# Apartment Hunting, When is too soon? Any tips?



## Jason H (Feb 1, 2004)

Hi Folks.

I'm going to be moving out of my current residence and into my first apartment with one of my friends. My first month is going to be May, is it too soon to phone places now? This is my first place, any tips?

Thanks!


----------



## MACSPECTRUM (Oct 31, 2002)

never too soon and sooner you start, the better chance of getting what you want at a better price

only 2.5 months to go
you need to book movers and may need to fix place up, etc.


----------



## Jason H (Feb 1, 2004)

So I have the Macspectrum approval to go and start calling places?

Perfect!


----------



## CN (Sep 3, 2004)

I already scooped up my apartment for May...was expecting to have to look a bit longer (thats why I started early) but I found something satisfactory (good location, good price, and quite clean) so I figured I might as well take it.

Can't wait to move out of res and into my first apartment (ever!). Exciting stuff  .

Good luck with the search! Never hurts to start early...if you find what you want, just go for it. If not, keep looking!


----------



## monokitty (Jan 26, 2002)

CN said:


> I already scooped up my apartment for May...was expecting to have to look a bit longer (thats why I started early) but I found something satisfactory (good location, good price, and quite clean) so I figured I might as well take it.
> 
> Can't wait to move out of res and into my first apartment (ever!). Exciting stuff  .
> 
> Good luck with the search! Never hurts to start early...if you find what you want, just go for it. If not, keep looking!


Where at? If I may ask.


----------



## Sonal (Oct 2, 2003)

Putting my landlord hat on...

Tenants in Ontario are required to give 2 full months notice. So most landlords are only going to start hearing about vacancies within the next couple of weeks--you may need to call a few places back weekly or so.

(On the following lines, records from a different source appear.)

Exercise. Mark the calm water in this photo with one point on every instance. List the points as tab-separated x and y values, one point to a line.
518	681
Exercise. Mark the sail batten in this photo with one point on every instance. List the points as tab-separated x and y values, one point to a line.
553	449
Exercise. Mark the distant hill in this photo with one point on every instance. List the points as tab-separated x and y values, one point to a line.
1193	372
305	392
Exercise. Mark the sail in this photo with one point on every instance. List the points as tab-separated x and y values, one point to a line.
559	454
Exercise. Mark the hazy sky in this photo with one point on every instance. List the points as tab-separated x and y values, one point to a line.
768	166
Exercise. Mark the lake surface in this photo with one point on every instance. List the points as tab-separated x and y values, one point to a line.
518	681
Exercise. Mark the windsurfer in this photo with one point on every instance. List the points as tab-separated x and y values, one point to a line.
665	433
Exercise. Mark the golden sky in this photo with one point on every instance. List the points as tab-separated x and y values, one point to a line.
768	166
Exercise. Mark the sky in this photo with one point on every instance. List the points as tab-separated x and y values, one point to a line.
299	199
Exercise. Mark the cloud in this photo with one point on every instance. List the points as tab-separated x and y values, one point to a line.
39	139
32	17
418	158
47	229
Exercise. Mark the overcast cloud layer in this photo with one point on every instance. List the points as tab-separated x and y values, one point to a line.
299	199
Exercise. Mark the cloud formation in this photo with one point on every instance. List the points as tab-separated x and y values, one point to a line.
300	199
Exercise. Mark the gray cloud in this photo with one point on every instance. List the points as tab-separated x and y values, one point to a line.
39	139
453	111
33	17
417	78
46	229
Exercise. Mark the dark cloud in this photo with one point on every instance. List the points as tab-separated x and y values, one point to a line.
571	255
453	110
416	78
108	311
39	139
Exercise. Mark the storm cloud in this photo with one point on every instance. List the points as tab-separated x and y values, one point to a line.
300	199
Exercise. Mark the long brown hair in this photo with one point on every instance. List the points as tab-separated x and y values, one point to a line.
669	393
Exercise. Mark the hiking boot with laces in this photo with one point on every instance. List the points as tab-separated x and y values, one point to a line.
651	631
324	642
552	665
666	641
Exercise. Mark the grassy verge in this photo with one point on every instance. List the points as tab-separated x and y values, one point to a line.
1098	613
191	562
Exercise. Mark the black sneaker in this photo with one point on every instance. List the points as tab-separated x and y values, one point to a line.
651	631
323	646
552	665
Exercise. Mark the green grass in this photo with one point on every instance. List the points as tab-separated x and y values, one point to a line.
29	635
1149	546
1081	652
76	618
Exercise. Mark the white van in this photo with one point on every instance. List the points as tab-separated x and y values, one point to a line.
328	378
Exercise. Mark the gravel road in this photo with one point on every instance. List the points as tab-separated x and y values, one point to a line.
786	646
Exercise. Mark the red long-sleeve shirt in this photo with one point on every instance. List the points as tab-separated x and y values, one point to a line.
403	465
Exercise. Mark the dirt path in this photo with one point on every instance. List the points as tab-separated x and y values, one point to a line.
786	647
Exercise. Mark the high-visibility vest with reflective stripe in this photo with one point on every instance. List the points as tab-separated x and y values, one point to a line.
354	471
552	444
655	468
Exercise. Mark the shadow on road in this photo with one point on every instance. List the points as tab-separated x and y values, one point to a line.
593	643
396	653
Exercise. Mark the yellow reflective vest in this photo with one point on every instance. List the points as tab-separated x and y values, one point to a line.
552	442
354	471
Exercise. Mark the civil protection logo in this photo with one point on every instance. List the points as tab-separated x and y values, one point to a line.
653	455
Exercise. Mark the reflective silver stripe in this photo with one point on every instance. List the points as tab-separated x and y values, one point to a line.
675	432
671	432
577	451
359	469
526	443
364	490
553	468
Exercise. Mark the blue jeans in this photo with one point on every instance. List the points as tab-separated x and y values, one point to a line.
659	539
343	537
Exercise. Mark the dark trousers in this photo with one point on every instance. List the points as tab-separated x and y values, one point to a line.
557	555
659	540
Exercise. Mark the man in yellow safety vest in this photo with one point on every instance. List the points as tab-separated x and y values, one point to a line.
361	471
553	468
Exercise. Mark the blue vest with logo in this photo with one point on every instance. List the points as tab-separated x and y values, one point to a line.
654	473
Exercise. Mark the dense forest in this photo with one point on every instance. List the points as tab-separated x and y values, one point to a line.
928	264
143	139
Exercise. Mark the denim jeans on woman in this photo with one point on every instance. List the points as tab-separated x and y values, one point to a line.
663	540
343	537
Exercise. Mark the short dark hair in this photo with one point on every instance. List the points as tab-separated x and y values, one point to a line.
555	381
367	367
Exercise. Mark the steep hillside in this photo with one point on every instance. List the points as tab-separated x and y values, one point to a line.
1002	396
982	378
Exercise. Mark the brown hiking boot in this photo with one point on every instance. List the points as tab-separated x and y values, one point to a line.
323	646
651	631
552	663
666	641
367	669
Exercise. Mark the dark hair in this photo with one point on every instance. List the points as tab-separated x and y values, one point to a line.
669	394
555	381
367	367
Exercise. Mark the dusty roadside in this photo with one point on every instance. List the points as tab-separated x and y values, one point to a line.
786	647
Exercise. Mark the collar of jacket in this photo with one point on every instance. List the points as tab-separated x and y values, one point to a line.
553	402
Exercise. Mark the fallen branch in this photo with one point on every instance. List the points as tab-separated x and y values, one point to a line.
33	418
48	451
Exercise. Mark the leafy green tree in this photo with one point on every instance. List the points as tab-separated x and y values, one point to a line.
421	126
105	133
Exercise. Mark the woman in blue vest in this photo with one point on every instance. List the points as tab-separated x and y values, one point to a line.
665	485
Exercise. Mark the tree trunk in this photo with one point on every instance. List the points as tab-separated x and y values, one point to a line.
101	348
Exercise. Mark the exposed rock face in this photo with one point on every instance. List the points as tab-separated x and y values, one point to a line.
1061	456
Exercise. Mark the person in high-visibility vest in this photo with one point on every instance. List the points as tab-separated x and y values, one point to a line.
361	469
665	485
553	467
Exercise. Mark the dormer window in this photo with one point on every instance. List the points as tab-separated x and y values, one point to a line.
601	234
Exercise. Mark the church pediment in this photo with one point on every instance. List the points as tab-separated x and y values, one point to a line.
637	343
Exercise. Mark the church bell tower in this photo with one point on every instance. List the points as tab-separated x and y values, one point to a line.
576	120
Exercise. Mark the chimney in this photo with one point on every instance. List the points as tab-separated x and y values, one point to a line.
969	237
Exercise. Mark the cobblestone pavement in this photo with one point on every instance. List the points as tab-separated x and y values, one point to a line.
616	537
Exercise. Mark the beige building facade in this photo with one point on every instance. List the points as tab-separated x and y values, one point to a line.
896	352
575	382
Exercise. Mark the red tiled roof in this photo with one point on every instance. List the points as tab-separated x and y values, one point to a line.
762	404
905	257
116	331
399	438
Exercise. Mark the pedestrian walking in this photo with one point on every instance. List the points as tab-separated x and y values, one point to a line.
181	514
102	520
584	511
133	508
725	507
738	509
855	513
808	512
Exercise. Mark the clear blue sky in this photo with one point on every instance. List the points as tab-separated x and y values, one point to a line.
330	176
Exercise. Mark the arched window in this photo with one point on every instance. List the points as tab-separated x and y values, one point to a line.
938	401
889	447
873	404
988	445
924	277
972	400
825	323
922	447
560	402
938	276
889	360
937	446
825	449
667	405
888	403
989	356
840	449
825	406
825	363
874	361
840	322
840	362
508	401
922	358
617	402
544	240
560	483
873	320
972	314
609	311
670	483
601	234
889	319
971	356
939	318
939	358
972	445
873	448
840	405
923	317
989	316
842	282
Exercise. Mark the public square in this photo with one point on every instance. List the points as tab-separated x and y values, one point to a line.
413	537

BTW, if you are looking for bachelor apartments (not really suitable for sharing though) I probably have one coming up in May--depends on whether the unit can be rented as is or if it needs significant work.

Tips: look for signs that the building is well-maintained, meaning clean hallways, nice landscaping, cleared snow, good tuckpointing between the bricks, newer or at lease refurbished balconies, fresh paint, newish appliances, etc. If you can, go to the top floors and look for water stains on the ceiling, which will tell you if there are problems with the roof or not. If everything looks good, that means you have good managment, which will make your life as a tenant a lot easier. 

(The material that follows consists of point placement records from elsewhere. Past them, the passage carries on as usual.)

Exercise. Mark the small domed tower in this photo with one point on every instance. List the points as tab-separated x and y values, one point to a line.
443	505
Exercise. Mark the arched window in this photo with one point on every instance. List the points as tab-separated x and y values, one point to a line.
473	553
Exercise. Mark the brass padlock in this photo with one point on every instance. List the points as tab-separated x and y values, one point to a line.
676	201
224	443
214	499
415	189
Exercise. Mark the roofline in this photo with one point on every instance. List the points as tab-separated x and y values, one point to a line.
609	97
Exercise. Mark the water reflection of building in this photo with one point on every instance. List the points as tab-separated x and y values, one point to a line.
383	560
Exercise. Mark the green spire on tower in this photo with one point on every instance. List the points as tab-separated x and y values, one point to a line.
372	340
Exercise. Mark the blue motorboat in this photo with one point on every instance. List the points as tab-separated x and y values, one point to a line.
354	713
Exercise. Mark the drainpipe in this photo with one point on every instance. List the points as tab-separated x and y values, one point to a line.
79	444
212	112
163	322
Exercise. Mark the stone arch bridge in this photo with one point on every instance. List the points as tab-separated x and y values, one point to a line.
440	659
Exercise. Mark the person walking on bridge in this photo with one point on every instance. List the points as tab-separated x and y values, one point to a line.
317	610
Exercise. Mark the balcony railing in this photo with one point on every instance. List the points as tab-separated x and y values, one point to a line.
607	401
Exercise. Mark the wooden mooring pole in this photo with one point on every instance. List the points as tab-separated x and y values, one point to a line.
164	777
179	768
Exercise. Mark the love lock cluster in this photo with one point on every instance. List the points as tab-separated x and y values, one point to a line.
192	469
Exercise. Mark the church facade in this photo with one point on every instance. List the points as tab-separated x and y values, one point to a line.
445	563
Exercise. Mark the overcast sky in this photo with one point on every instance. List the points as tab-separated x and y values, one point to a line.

I always look to see if they have 6L (i.e., low flow--this is usually marked) toilets installed in the bathrooms--this means that the management is reasonably proactive in putting in improvements. There is a municipal government program that offers a rebate for replacing them--landlords not participating in it are (IMO) stupidly cheap.

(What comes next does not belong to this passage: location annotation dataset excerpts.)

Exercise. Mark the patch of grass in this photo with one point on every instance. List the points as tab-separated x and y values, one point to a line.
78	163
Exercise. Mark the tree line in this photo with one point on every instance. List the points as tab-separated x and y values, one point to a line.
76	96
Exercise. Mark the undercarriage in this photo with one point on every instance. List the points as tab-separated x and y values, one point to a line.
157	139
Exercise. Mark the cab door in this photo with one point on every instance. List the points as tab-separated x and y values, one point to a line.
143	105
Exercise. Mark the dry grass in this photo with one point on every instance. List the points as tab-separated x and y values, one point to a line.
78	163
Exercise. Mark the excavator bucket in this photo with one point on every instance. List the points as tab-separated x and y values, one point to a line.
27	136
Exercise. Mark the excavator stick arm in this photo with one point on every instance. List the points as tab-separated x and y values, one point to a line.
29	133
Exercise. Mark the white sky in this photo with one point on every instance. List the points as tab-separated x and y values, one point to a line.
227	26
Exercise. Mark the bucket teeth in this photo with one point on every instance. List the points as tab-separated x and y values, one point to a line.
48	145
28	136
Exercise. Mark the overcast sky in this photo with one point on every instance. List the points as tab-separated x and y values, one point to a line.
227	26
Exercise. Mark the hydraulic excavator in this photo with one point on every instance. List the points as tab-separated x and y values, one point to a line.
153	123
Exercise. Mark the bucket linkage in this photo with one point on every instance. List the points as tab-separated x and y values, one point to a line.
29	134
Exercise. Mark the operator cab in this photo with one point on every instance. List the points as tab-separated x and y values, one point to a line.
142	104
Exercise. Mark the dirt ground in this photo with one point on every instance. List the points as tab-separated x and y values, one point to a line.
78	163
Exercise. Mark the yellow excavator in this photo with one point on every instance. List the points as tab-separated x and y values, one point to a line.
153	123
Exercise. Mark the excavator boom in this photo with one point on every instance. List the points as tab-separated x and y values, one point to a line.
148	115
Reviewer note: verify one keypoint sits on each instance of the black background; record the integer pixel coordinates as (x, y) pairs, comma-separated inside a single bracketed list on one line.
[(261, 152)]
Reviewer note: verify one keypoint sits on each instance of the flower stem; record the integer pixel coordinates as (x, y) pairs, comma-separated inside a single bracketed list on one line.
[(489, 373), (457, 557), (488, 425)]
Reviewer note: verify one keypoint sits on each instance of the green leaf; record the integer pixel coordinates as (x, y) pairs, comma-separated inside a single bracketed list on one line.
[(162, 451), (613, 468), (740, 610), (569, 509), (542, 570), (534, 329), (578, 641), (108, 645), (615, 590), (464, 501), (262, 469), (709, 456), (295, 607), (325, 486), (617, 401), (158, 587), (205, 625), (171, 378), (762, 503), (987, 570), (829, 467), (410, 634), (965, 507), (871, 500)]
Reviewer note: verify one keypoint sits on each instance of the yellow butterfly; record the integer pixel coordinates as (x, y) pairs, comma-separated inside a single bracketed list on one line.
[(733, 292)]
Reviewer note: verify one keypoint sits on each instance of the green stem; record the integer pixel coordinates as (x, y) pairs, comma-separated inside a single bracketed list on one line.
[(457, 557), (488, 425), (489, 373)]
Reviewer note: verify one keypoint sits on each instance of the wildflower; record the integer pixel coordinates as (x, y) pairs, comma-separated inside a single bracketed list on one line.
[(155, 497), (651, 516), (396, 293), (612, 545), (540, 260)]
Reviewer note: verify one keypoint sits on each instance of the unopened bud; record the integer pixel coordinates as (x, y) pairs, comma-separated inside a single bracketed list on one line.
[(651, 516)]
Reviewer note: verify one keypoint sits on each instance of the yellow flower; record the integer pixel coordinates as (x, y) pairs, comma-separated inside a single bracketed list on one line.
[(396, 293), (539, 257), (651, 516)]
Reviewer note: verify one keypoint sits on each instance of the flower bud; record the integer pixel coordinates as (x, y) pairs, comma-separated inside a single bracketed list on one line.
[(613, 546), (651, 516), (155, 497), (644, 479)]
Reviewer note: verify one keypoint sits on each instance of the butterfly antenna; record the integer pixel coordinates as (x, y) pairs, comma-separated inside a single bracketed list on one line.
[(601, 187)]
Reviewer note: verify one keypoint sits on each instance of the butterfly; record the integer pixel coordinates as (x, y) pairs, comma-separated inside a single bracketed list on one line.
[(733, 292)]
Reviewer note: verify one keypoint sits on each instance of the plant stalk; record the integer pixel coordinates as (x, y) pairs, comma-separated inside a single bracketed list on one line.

Mind you, a small-time landlord (e.g., renting out a converted house) may not have all of these things--it's not as cost-effective for a small landlord. In that case, look for someone you can feel you can trust.

While vacancy near the highest it's ever been in Toronto, most landlords have gotten over the panic, so while you should have a lot of choice, it's slightly less of a renter's market than it was a few years ago.

Good luck.


----------



## Lawrence (Mar 11, 2003)

The students will be moving out pretty soon, Now is a good time to start looking.
I used to live in a 2 bedroom duplex in the Beaches with a lakeview and a deck,
It was under rent control, Ended up giving it to a friend, (I put in a good word to the landlord for them)

I'd suggest walking around the area that you want to live in and check the local community papers.


----------



## MACSPECTRUM (Oct 31, 2002)

dolawren said:


> The students will be moving out pretty soon, Now is a good time to start looking.
> I used to live in a 2 bedroom duplex in the Beaches with a lakeview and a deck,
> It was under rent control, Ended up giving it to a friend, (I put in a good word to the landlord for them)
> 
> I'd suggest walking around the area that you want to live in and check the local community papers.



how much rent were you paying on that 2 bedroom duplex w/ deck and lakeview?


----------